Strengthening Privacy Protections

One of the key areas of focus for the proposed reforms is strengthening privacy protections. The reforms aim to achieve this by introducing a new privacy tort, which will provide individuals with a right to seek compensation for serious invasions of privacy. This tort will be modelled on similar laws in other jurisdictions such as the United Kingdom, Canada, and New Zealand.

The proposed reforms also include a requirement for businesses and organizations to conduct privacy impact assessments (PIAs) before commencing any new projects or initiatives that involve the handling of personal information. PIAs will need to be conducted in a transparent and accountable manner, and will be reviewed by the regulator.

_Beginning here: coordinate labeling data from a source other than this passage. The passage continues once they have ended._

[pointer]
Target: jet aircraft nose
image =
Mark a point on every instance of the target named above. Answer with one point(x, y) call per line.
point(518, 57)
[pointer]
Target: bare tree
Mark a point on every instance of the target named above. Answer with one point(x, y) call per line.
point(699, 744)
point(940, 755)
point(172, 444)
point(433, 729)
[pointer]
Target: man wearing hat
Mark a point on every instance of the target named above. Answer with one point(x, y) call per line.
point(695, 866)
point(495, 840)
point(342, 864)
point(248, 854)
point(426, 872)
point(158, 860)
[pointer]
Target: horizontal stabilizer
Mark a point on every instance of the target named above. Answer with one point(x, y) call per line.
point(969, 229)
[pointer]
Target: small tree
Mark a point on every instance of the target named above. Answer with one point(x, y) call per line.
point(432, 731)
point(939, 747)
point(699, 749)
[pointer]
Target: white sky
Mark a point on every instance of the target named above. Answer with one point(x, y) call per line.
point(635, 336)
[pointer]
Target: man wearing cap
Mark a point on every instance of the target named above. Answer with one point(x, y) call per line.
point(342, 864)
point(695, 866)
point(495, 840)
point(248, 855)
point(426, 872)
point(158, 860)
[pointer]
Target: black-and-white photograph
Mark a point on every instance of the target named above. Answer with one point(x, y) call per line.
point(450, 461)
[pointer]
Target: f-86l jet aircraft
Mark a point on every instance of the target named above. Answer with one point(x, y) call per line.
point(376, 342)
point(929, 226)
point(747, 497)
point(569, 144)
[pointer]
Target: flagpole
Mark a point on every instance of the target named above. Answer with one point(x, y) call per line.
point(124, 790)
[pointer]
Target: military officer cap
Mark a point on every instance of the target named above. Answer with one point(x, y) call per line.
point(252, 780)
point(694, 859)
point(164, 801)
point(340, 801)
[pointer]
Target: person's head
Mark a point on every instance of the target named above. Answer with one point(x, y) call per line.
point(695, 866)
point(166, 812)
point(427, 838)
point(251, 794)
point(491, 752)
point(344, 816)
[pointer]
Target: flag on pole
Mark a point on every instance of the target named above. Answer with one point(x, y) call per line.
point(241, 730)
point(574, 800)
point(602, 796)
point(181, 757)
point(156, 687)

Another proposed reform is the introduction of a statutory cause of action for serious breaches of the Privacy Principles. This cause of action will allow individuals to seek compensation for non-economic losses such as humiliation, distress, and loss of reputation. This is intended to provide a greater deterrent against privacy breaches and encourage organizations to take privacy seriously.

Enhancing Consumer Control

The proposed reforms aim to enhance consumer control over their personal information. One of the ways this will be achieved is through the introduction of a new direct right of erasure. This right will enable individuals to request that their personal information be deleted in certain circumstances, such as when the information is no longer needed for the purpose for which it was collected.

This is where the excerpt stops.